Protein Tyrosine Phosphatase Non-receptor 3 Acts as a Tumor Suppressor and Boosts TGF-b Signaling Independent of its Phosphatase Activity

Transforming Growth Factor b (TGF-b) controls a variety of cellular functions during development. Abnormal TGF-b responses are commonly found in human diseases such as cancer, suggesting that TGF-b signaling must be tightly regulated. Here we report that Protein Tyrosine Phosphatase Non-receptor 3 (PTPN3) profoundly potentiates TGF-b signaling independent of its phosphatase activity. PTPN3 stabilizes TGF-b type I receptor (TbRI) through attenuating the interaction between Smurf2 and TbRI. Consequently, PTPN3 facilitates TGF-b-induced R-Smad phosphorylation, transcriptional responses and subsequent physiological responses. Importantly, the leucine-to-arginine substitution at amino acid residue 232 (L232R) of PTPN3, a frequent mutation found in intrahepatic cholangiocarcinoma (ICC), disable the role to enhance TGF-b signaling and abolishes its tumor suppressive function.

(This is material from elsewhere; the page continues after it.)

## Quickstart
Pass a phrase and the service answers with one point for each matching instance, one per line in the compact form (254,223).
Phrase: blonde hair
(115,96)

Our findings have revealed a vital role of PTPN3 in regulating TGF-b signaling during normal physiology and pathogenesis. mRNA profiles of HaCaT siControl and siPTPN3 cells with or without TGF-beta were generated by deep sequencing, using Illumina HiSeq X Ten. There are four samples for transcriptome sequencing (RNA-Seq).